Wagner Ritter House and Garden

Part of understanding the Johnstown flood disaster is understanding how working-class families lived in and around Johnstown, PA in the late 1800s. Although many homes of the time were destroyed by the flood, what weren’t destroyed then, re-development since has destroyed. Even if you’re not interested in the Johnstown disaster, this home is fascinating because it allows us a glimpse of what life was like for average Americans at the time.

The Wagner-Ritter House, located on Broad Street in the Cambria City neighborhood in Johnstown, is unusual for a house museum, since most are either architecturally important or the home of a prominent person or family. The Wagner-Ritter House is neither. It’s a small, relatively nondescript house of a working class German immigrant family, built by George and Franziska Wagner in the 1860s. 
The Wagners were witness to the flood in May 1889 — in fact, they watched the flood from their second floor and helped drag a woman in the flood waters in through one of their windows, to safety. 
Although their house was spared (barely), those one block over toward the river were not. Post-flood devastation surrounded them. 
Some of the original wall paper. Actually quite pretty.

The modest home started with four rooms, growing to seven after the birth of the Wagner’s 13 children (even with the addition of three rooms, it’s a REALLY small space for 15 people! Among the Wagner’s children was Anna, born in 1866. Although she moved out briefly when she married Louis Ritter (hence the name of the house), she returned to the family home again in 1903 after her husband died, bringing her three young children with her. 
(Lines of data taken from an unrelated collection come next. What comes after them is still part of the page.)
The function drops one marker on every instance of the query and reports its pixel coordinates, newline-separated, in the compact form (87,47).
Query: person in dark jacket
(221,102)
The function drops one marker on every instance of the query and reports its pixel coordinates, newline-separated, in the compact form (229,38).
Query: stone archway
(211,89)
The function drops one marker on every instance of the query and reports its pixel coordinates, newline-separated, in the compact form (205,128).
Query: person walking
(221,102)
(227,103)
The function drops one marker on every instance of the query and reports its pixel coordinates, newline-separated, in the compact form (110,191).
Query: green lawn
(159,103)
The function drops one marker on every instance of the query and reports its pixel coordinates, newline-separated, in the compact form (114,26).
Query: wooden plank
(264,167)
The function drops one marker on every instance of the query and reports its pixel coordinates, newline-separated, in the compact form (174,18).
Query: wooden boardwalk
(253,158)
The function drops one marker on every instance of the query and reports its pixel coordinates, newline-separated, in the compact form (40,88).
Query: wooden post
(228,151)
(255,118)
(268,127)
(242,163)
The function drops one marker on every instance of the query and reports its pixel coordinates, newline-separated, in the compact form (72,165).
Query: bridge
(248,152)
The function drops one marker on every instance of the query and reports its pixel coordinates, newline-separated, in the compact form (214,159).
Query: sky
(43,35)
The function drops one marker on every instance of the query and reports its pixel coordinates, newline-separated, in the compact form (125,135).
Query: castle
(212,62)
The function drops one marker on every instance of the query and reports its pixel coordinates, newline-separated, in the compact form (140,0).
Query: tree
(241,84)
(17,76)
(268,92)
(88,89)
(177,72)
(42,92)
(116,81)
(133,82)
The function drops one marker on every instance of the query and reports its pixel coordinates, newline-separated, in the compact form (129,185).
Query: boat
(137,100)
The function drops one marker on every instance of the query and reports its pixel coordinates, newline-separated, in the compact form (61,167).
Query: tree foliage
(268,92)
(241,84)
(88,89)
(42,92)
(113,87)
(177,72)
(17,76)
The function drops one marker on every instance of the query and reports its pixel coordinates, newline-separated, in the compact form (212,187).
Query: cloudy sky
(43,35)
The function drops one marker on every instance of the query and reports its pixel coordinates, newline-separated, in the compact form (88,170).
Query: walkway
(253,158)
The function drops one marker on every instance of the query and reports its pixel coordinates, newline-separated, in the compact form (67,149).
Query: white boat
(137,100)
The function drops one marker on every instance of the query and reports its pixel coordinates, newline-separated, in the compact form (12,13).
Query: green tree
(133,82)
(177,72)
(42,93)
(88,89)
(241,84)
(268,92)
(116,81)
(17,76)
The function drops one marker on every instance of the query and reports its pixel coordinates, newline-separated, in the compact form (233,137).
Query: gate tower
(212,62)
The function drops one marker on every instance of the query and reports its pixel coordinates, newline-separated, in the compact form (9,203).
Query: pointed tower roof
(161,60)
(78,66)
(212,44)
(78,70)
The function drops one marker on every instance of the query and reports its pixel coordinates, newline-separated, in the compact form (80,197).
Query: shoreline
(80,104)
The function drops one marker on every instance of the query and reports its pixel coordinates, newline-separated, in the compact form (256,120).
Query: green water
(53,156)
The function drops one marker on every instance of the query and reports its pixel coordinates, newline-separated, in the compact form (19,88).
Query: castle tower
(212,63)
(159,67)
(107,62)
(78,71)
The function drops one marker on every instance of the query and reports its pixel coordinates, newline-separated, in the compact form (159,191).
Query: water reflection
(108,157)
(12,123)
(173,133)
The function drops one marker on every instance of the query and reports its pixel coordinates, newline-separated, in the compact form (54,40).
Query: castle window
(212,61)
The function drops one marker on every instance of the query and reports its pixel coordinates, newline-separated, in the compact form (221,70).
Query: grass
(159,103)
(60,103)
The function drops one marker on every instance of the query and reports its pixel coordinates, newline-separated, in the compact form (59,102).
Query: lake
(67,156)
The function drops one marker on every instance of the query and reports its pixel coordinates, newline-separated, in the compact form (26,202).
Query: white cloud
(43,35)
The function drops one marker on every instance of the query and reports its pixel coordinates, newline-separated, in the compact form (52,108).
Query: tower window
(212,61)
In 1910 and 1917, respectively, George and Franziska died, leaving Anna in possession of the home, where she lived until she died at the age of 102 in 1968. Marie, her eldest child and only daughter, never left the home, and lived there until her death in 1984. Louis, her youngest son, moved back into the home in the 1950s, after his wife died, and lived there until his death in 1990. 
Anna Wagner-Ritter as a young woman, and later, a few years before her death.
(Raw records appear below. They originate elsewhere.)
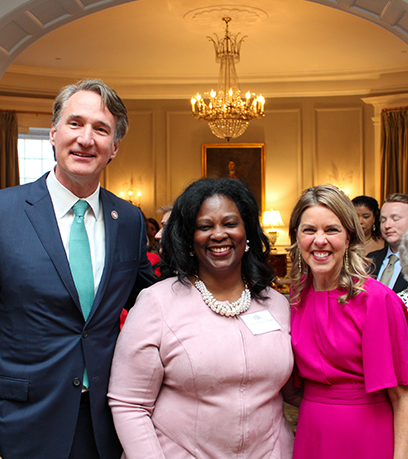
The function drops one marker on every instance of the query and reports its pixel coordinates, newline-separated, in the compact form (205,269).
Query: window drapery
(9,171)
(394,151)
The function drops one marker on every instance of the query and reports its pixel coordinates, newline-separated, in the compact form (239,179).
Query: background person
(152,227)
(57,334)
(349,335)
(202,358)
(369,215)
(394,224)
(166,211)
(403,252)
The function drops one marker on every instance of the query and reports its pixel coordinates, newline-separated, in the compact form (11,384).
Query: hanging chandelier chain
(227,113)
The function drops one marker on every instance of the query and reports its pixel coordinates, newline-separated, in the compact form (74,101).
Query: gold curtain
(394,151)
(9,172)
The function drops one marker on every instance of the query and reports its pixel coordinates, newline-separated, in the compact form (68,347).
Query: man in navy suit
(394,224)
(48,409)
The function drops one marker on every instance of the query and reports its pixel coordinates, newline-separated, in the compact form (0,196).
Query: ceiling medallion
(241,15)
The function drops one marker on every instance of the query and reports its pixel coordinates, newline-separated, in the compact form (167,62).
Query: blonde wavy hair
(354,272)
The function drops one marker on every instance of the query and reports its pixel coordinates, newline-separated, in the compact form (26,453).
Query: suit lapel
(110,216)
(41,214)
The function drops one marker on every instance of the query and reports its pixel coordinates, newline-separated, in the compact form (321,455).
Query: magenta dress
(347,356)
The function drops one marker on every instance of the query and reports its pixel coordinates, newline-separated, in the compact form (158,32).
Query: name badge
(260,322)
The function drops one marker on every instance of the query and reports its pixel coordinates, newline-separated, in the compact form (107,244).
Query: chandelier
(228,115)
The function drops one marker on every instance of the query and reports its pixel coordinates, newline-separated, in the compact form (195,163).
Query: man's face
(394,223)
(83,142)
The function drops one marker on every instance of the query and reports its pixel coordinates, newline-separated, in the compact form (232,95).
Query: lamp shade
(272,218)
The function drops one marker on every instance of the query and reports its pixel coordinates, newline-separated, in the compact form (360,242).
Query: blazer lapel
(110,216)
(41,214)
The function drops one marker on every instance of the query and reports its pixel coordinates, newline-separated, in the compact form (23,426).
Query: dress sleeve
(136,379)
(384,339)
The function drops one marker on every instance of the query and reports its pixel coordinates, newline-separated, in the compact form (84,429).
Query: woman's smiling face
(219,238)
(322,241)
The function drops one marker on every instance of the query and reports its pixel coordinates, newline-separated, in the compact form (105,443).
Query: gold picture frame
(244,161)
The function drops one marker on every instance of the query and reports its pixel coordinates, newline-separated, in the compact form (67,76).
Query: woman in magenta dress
(350,338)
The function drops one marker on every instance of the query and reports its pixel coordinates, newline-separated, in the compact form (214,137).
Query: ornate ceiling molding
(211,16)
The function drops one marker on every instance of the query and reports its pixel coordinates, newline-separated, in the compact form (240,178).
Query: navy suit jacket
(378,257)
(45,342)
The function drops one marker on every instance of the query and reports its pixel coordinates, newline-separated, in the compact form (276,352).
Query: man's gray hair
(110,99)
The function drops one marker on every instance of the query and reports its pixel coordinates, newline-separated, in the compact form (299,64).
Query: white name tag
(260,322)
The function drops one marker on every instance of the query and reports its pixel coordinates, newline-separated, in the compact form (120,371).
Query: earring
(346,263)
(299,261)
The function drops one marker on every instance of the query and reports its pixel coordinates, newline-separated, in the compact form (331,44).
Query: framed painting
(243,161)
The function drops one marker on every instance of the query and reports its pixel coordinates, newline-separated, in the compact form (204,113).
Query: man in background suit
(394,224)
(55,358)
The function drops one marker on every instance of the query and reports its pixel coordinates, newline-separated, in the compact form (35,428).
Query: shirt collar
(63,199)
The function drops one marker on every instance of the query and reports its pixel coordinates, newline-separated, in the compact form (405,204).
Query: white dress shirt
(397,267)
(63,200)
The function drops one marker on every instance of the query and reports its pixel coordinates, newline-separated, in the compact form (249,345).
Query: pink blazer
(189,383)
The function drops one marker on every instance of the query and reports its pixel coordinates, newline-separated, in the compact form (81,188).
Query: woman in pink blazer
(203,357)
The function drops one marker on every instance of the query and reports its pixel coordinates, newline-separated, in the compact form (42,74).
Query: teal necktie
(81,263)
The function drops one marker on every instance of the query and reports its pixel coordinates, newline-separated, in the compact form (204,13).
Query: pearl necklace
(225,309)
After Louis died, the Ritter family donated the house to the Johnstown Area Heritage Association, which decided to bring the house close to its original form, although original furnishings from several periods adorn the various rooms.

Anna with Louis, Jr., and Marie as a young child.

Touring the home, you begin to understand what it was like to live as an average, steel-working family in the late 1800s, and thus you start to understand the home lives of the thousands who toiled in the shadow of the mill.
Inside you’ll find appliances, furnishings, and recreations of the original wallpaper of the late 1800s. Outside, there’s a 19th-century German raised bed garden. The yard also contains a barn, privy, and a bake oven shelter that have been recreated based on historical and archaeological evidence.
This house is one of about a dozen remaining structures in this working-class neighborhood that survived the Johnstown Flood. 

Know before you go: Park on a side street to Broad — such as Fourth or Fifth Avenue. In addition, two parking spaces are available directly behind the house, on Brallier Place. Or, park across the street (down a block) at the Heritage Discover Center, also run by the Johnstown Area Heritage Association as it’s just a short walk to the house from there.

Getting there: 418 Broad Street, Johnstown, PA, 15906

Hours: Saturdays 11 a.m. – 4 p.m.
Website: https://www.jaha.org/attractions/wagner-ritter-house/

Looking out the back window, over the garden. The view probably hasn’t changed much.